In [1]:
# Importing libraries
import requests
from bs4 import BeautifulSoup
import re
import pandas as pd

In [2]:
# The data will be taken directly from the gutenberg project's page
url = "https://www.gutenberg.org/files/10681/old/20040627-10681-h-body-pos.htm"

# get request to URL
page = requests.get(url)

# Html layout
soup = BeautifulSoup(page.text, 'html.parser')

The script meticulously parses the entire webpage content, employing regular expressions to categorize words into distinct types. It first initializes storage structures for class names, section titles, and extracted data.

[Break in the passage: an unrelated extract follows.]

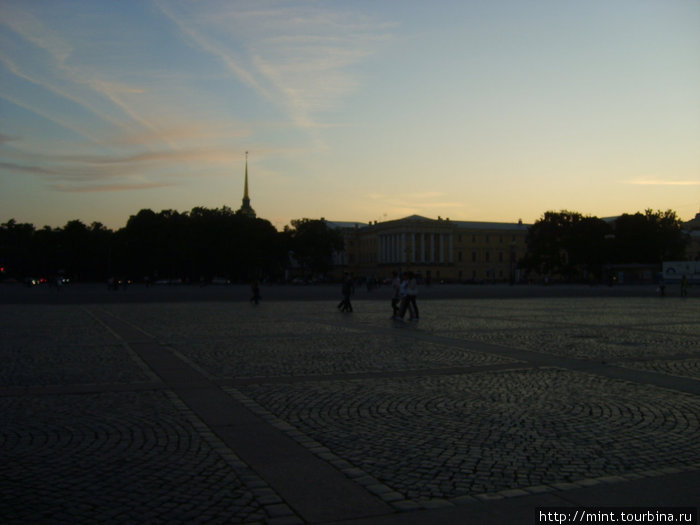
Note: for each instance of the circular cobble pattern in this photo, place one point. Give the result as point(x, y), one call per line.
point(61, 345)
point(450, 436)
point(116, 458)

As it traverses through each text element, it identifies:

  - Class Names (starting with 'CLASS')
  - Section Titles (containing 'SECTION')
  - Numeric Entries (beginning with '#')
  - Ignored Elements (denoted by '--')
  - Data Entries (capitalized words)

In [3]:
# Initialize variables to store text
class_text = []
section_text = []
data = []

# Find all text elements
text_elements = soup.find_all(string=True)

# Initialize variables to keep track of current class and section
current_class = None
current_division = None
current_section = None
current_number = None

# Iterate through text elements
for text in text_elements:
    # Check if text starts with 'CLASS' and save it in class_text
    if text.strip().startswith('CLASS'):
        current_class = text.strip().replace('\r\n', '')
    # Check if text contains 'DIVISION' and save it in section_text
    elif 'DIVISION' in text.strip():
        current_division = text.strip().replace('\r\n', '')
    # Check if text contains 'SECTION' and save it in section_text
    elif 'SECTION' in text.strip():
        current_section = text.strip().replace('\r\n', '').replace('.', '')
    # Check if text starts with '#' and add it under the current section
    elif re.match(r'^#\d+', text.strip()):
        current_number = text.strip().replace('#', '').strip()
        # Remove '--' from current_number if present
        current_number = current_number.replace('--', '')
    elif '--' in text.strip():
        current_number = None
    # Check if text starts with a capital letter and add it under the current section
    elif text.strip().istitle() and current_class is not None and current_section is not None and current_number is not None:
        words = []
        words.append(text.strip())
        # Find all subsequent words until the next number starting with '#'
        next_element = text.find_next(string=True)
        while next_element is not None and not re.match(r'^#\d+', next_element.strip()):
            words.append(next_element.strip())
            next_element = next_element.find_next(string=True)
        words_combined = ' '.join(words)
        # Separate the Words column at "N." and combine it with the Number column
        if 'N.' in words_combined:
            number_index = words_combined.find('N.')
            relating_words = words_combined[number_index + 2:].strip()
            words_part = words_combined[:number_index].strip()
            data.append((current_class, current_division, current_section, current_number + " " + words_part, relating_words))
        else:
            data.append((current_class, current_division, current_section, current_number, words_combined))

# Create a DataFrame
df = pd.DataFrame(data, columns=['Class', 'Division', 'Section', 'Number', 'Words'])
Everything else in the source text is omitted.